A captivating little lady with a face like a Leonardo drawing, Mrs. Walter B. Cannon is a very extraordinary person whom Harvard could proudly name its matriarch. She has been attached to the community for eighty-two years, as daughter of a Harvard alumnus, Radcliffe undergraduate, wife of a medical school professor, mother of five talented children (three daughters graduated from Radcliffe, one son from Harvard and Medical School), mother-in-law of Professors Arthur M. Schlesinger Jr. and John Kenneth Fairbank, grandmother of two Harvard freshmen, great-grandmother-to-be of a potential Harvard or Radcliffe student.
Mrs. Cannon was born in St. Paul, Minnesota, where she attended school with her future husband. She crossed the country to enter Radcliffe in 1899. "I used to tell my classmates I was born in a wigwam with a buffalo nodding at the door," she recalls. Active in "The Idlers," a dramatic society, and in the Philosophy Club, she threw herself delightedly into a wide variety of courses. "I chose the man and not the subject. That way I became remarkably inspired."

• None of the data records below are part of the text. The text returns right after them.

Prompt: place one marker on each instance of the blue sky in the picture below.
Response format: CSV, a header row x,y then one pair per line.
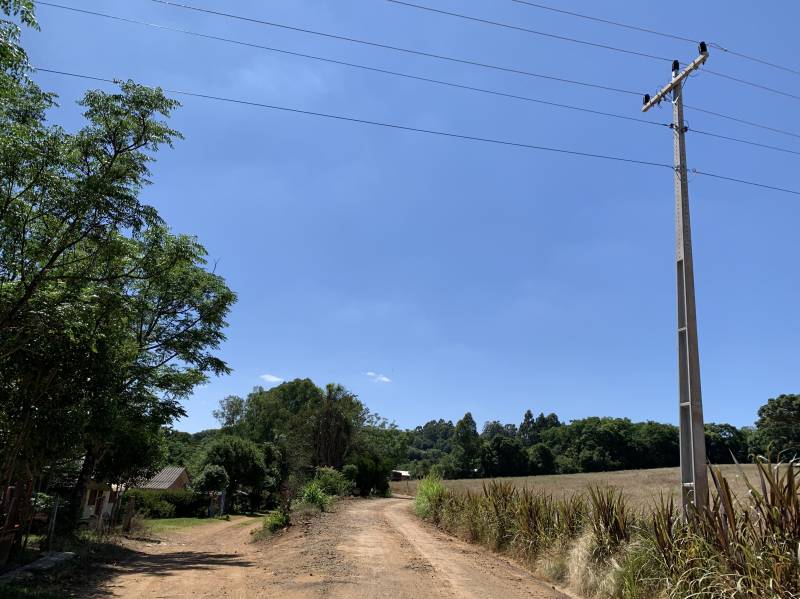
x,y
433,276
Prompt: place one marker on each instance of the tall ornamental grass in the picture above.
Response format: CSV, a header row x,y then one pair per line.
x,y
744,547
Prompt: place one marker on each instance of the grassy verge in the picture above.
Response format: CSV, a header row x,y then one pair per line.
x,y
595,543
167,525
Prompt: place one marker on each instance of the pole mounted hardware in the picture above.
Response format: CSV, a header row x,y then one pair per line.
x,y
694,477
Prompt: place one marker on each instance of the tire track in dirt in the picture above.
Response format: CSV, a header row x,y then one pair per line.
x,y
370,549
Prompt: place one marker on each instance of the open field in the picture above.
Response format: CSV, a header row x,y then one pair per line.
x,y
373,549
641,487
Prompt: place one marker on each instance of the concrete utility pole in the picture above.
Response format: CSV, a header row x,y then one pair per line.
x,y
694,478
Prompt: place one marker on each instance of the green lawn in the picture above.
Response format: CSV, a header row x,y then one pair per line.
x,y
165,525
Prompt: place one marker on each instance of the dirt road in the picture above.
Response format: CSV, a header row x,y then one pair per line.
x,y
365,549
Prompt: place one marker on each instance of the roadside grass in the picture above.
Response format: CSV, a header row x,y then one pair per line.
x,y
642,488
168,525
601,545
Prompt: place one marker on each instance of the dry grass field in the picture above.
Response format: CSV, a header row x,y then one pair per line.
x,y
641,487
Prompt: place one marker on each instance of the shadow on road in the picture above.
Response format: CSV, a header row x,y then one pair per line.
x,y
94,579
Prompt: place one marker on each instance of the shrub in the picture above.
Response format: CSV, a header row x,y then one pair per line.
x,y
277,520
431,494
314,494
333,482
350,472
166,504
213,478
610,520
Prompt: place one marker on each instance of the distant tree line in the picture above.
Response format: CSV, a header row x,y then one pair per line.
x,y
545,445
108,319
273,441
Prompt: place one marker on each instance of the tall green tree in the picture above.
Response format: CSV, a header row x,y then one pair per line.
x,y
778,426
466,446
334,424
528,431
725,444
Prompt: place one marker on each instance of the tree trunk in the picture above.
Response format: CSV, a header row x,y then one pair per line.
x,y
79,492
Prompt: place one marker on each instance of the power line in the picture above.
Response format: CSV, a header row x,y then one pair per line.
x,y
380,124
608,22
420,78
744,182
743,121
578,41
332,36
751,84
404,75
531,31
662,34
757,60
426,79
745,141
433,132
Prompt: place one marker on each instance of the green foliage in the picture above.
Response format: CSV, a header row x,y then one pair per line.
x,y
466,445
277,520
541,459
725,444
333,482
778,427
314,494
350,472
503,455
610,522
242,460
231,412
166,504
739,547
107,319
429,501
212,479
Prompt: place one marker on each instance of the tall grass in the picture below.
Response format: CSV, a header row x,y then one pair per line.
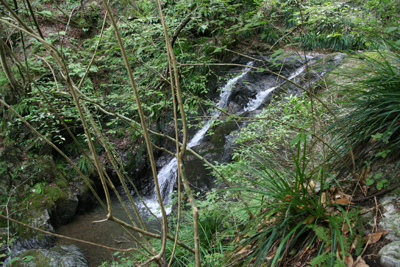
x,y
291,213
373,120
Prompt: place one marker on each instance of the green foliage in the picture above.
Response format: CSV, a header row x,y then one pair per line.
x,y
372,123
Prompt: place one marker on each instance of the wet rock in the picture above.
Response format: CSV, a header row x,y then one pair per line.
x,y
58,256
65,209
391,217
390,255
33,239
196,172
86,198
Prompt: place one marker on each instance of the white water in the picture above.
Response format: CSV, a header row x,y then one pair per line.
x,y
167,174
261,96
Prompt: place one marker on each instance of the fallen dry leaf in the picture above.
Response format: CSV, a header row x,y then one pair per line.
x,y
372,238
343,201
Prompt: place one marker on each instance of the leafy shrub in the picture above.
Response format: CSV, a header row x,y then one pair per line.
x,y
373,121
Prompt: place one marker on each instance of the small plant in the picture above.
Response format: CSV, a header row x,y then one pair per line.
x,y
373,121
375,179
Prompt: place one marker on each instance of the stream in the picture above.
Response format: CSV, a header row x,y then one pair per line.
x,y
108,233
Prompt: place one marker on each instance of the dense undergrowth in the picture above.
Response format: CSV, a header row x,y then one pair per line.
x,y
286,176
302,207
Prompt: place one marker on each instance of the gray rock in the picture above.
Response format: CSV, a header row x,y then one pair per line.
x,y
29,238
391,217
390,255
65,209
59,256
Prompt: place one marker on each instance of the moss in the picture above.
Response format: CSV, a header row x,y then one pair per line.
x,y
39,258
218,138
62,183
46,199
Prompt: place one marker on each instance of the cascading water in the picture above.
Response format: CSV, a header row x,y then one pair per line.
x,y
261,96
167,174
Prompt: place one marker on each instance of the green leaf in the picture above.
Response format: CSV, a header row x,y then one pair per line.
x,y
28,258
45,12
391,29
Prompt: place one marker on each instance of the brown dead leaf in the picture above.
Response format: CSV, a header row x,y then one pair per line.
x,y
343,201
372,238
349,261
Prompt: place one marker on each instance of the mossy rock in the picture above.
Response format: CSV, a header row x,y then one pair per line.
x,y
29,238
218,138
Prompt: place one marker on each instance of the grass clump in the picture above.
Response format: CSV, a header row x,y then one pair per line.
x,y
372,122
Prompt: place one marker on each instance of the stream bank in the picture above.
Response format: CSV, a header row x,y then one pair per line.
x,y
248,93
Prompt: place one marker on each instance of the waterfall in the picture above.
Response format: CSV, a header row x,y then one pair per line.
x,y
261,96
167,174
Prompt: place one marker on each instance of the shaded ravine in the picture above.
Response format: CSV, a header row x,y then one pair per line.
x,y
108,233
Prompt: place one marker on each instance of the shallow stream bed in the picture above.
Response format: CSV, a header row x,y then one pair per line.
x,y
104,233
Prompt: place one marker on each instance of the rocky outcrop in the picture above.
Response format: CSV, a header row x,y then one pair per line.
x,y
58,256
390,220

Mrs. Cannon remembers her contemporaries as a stimulated and highly intelligent group. "We came because we really wanted to. The Harvard men called us greasy grinds, but as a matter of fact they married us." An acquaintance of the controversial Gertrude Stein, Mrs. Cannon describes her as "very brilliant and erratic--not admirable. (She was horribly disappointed in my lack of talent.)"
Mrs. Cannon remembers a very different Radcliffe in her day. "We couldn't go into the Square without gloves or hats, nor could we wear pants in theatrical productions. We lived in boarding houses. No women were allowed in Harvard Yard. However, our main advantage was having tiny classes. Professors walked across the Common to repeat their lectures for us. That gave them an extra bonus, as their salaries were miserable."
After an academic career that she calls "not at all distinguished," Mrs. Cannon graduated magna cum laude, then returned to St. Paul. There she became a high school teacher, instructing all subjects by "keeping a day ahead of the students." Two years later she married her remarkable husband, physiologist Walter B. Cannon, and returned to Cambridge.
Dr. Cannon's career took the couple all over the world. During her travels, Mrs. Cannon became enamoured with Peking's Temple of Heaven ("some things no amount of praise will spoil"), acquired two Russian icons by Italian artists, made friends with eminent scientists of myriad nationalities, including Russia's Pavlov. She swears that her foreign languages remain abysmal, that she never bothers with grammar. Asked whether she lectured to Cambridge on return, she answered, "Oh yes. I afflicted everybody."
Mrs. Cannon is the author of several best-selling books, including Red Rust, about raising wheat in Minnesota, and Heirs, about Polish people in New Hampshire. An avowed liberal, she has been prominent in the Birth Control Movement ("I stood for selectivity, not race suicide"), in public school work ("You're deserting your country if you're deserting them"), and in the N.A.A.C.P. In spite of liberal tendencies, Mrs. Cannon was at "sword's point" with son-in-law Schlesinger over the last presidential election. ("My children thought I was crazy.")
Throughout a busy life, the lady has never lost her avid interest in Radcliffe, which she calls "a school for leaders." The college presented her with a citation on its seventy-fifth anniversary. Later, her twenty grandchildren collected money and gave a room to the graduate center in her name. At the moment, Mrs. Cannon hopes other interested people will add to her own donation for a Mexican Room in the graduate center. "We should have a room from every country," she suggests. "I chose Mexico because I am so interested in it."
Mrs. Cannon loves to tell her age. ("When I get to ninety I'll become really obnoxious about it.") Her age, however, seems to be her only vanity. "I'm a very ordinary person with a very privileged life."